Le Roi de l'hiver
Bien, bien. Certains ne
reviennent jamais. Les navires ne survivent pas. Nous devrions y songer. La
solution est-elle dans de plus gros bateaux, qu’en penses-tu ? Ou est-ce
que nous les construisons mal ? Je ne suis pas certain que nous soyons de
bons constructeurs de bateaux, même si nos pêcheurs jurent que si, mais
certains d’entre eux ne reviennent jamais non plus. Un problème. » Le roi
Ban s’arrêta à mi-chemin, au milieu de la pièce, et se gratta la tempe,
maculant un peu plus d’encre ses maigres cheveux. « Aucune solution
évidente ne s’impose, annonça-t-il enfin avant de me dévisager. Drivel,
n’est-ce pas ?
— Derfel,
Sire, répondis-je en mettant un genou à terre.
— Derfel ! »
Il répéta mon nom avec étonnement. « Derfel ! Laisse-moi réfléchir un
instant ! Derfel, j’imagine, si ce nom signifie quoi que ce soit, il veut
dire « qui appartient à un druide ». Est-ce ton cas, Derfel ?
— J’ai
été élevé par Merlin, Sire.
— Ah
oui ? Vraiment ! Ah ça, par exemple ! Sapristi. Je vois que nous
devons parler. Comment va mon cher Merlin ?
— Voici
cinq ans qu’on ne l’a revu, Seigneur.
— Il est
donc invisible ! Ha ! J’ai toujours pensé que ce pouvait être l’une
de ses ruses. Une ruse utile, aussi. Il faut que je demande à mes sages
d’enquêter. Allons, debout, relève-toi. Je ne souffre pas qu’on s’agenouille
devant moi. Je ne suis pas un Dieu, du moins je ne le pense pas. » Le roi
m’examina et sembla déçu. « Tu ressembles à un Franc ! observa-t-il
d’une voix perplexe.
— Je suis
Dumnonien, Sire, répondis-je fièrement.
— J’en
suis bien sûr, et un Dumnonien, je l’espère, qui précède ce cher Arthur,
n’est-ce pas ? » demanda-t-il impatient.
Je ne m’y
étais pas préparé. « Non, Seigneur. Arthur est assiégé par une foule
d’ennemis.

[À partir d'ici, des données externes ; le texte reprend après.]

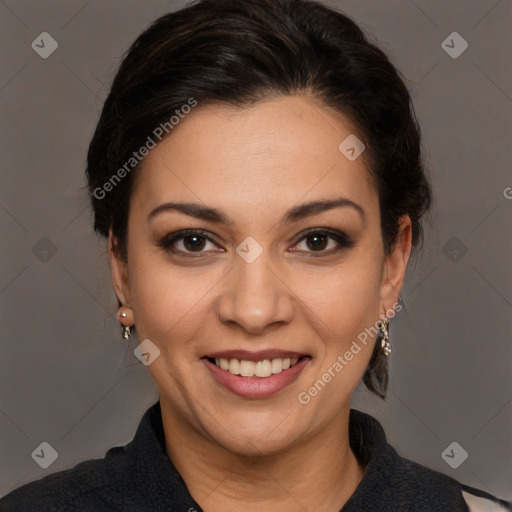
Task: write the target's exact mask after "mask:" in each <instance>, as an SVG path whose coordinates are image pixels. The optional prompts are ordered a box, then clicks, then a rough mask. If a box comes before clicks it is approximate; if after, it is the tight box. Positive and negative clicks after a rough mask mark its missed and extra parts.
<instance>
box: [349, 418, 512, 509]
mask: <svg viewBox="0 0 512 512" xmlns="http://www.w3.org/2000/svg"><path fill="white" fill-rule="evenodd" d="M349 440H350V444H351V447H352V449H353V450H354V453H355V454H356V457H357V458H358V460H359V461H360V462H361V463H362V465H364V466H365V467H366V470H365V474H364V475H363V478H362V480H361V482H360V484H359V486H358V488H357V489H356V492H355V493H354V495H353V496H352V497H351V499H350V500H349V502H348V506H347V507H345V508H344V509H343V511H344V512H345V510H346V511H347V512H349V511H350V512H352V511H356V510H358V511H359V510H365V511H366V512H369V511H372V512H373V511H375V512H377V511H378V512H383V511H387V510H389V511H397V510H414V511H415V512H432V511H433V510H435V511H436V512H502V511H507V510H509V511H510V510H512V507H511V503H510V502H506V501H504V500H500V499H498V498H496V497H495V496H492V495H490V494H488V493H485V492H483V491H480V490H478V489H474V488H472V487H469V486H466V485H464V484H461V483H460V482H458V481H457V480H455V479H454V478H452V477H450V476H448V475H446V474H444V473H441V472H439V471H435V470H433V469H430V468H428V467H427V466H423V465H421V464H419V463H417V462H414V461H412V460H410V459H407V458H405V457H402V456H400V455H399V454H398V453H397V451H396V450H395V449H394V448H393V447H392V446H391V445H390V444H389V443H388V442H387V439H386V435H385V433H384V430H383V428H382V425H380V423H379V422H378V421H377V420H376V419H375V418H373V417H372V416H370V415H369V414H366V413H363V412H361V411H357V410H355V409H351V415H350V420H349ZM486 507H487V508H486Z"/></svg>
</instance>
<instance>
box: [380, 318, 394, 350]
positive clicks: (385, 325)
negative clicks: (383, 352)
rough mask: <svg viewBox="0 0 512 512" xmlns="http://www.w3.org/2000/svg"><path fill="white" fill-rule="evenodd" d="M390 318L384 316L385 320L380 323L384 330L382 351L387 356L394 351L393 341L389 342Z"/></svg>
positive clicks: (381, 343) (382, 328) (382, 332)
mask: <svg viewBox="0 0 512 512" xmlns="http://www.w3.org/2000/svg"><path fill="white" fill-rule="evenodd" d="M388 328H389V320H388V319H387V318H384V320H383V321H382V322H381V324H380V330H381V332H382V341H381V343H380V346H381V348H382V351H383V352H384V354H385V355H386V356H389V354H391V352H392V350H393V349H392V348H391V343H390V342H389V330H388Z"/></svg>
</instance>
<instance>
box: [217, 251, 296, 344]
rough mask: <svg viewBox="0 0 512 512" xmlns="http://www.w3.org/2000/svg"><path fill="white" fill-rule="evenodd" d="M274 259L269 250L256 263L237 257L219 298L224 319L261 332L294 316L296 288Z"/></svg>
mask: <svg viewBox="0 0 512 512" xmlns="http://www.w3.org/2000/svg"><path fill="white" fill-rule="evenodd" d="M270 263H271V262H270V261H269V258H267V257H266V253H265V251H263V253H262V254H261V255H260V256H259V257H258V258H257V259H256V260H255V261H253V262H252V263H248V262H246V261H244V259H243V258H241V257H238V256H237V257H236V258H235V261H234V268H233V269H232V270H231V272H229V274H228V275H227V276H226V281H225V282H224V287H223V289H222V292H221V296H220V297H219V300H218V302H217V314H218V318H219V320H220V321H221V322H222V323H224V324H227V325H230V326H231V327H235V328H238V329H241V330H243V331H245V332H247V333H249V334H254V335H258V334H259V335H261V334H265V333H267V332H268V331H269V330H273V329H274V328H275V327H277V325H279V324H282V325H285V324H287V323H289V322H290V321H291V320H292V317H293V312H294V308H293V304H294V300H293V292H292V290H290V288H289V287H288V286H287V283H286V282H285V281H284V279H283V278H282V276H280V275H279V273H278V272H277V271H276V270H274V269H273V268H271V264H270Z"/></svg>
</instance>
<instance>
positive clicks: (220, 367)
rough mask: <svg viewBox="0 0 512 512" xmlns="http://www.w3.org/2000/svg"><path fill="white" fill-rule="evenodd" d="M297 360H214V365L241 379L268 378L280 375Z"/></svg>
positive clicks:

Il se bat pour la survie de notre royaume et il m’a donc envoyé avec
quelques hommes, tous ceux dont il pouvait se passer, et je dois lui écrire
pour lui dire s’il en faut davantage.
— D’autres
seront nécessaires, assurément, dit Ban aussi fermement que le lui permettait
son mince filet de voix haut perché. Hélas oui ! Ainsi tu es venu avec
quelques hommes ? Combien au juste ?
— Soixante,
Seigneur. »
Le roi Ban se
laissa tomber sur un siège incrusté d’ivoire. « Soixante ! J’en avais
espéré trois cents ! Et Arthur en personne. Tu as l’air bien jeune pour être
un capitaine », ajouta-t-il sceptique. Puis il s’illumina. « Ai-je
bien entendu ? Tu as dit que tu savais écrire ?
— Oui,
Seigneur.
— Et
lire ? demanda-t-il anxieusement.
— En
effet, Sire.
— Tu
vois, Bleiddig ! s’exclama le roi d’une voix triomphante tout en se
relevant. Il est des guerriers qui savent lire et écrire ! Ils n’en sont
pas moins virils pour autant. Ça ne les ravale pas au rang insignifiant des
clercs, des femmes, des rois ou des poètes comme tu aimes à le croire.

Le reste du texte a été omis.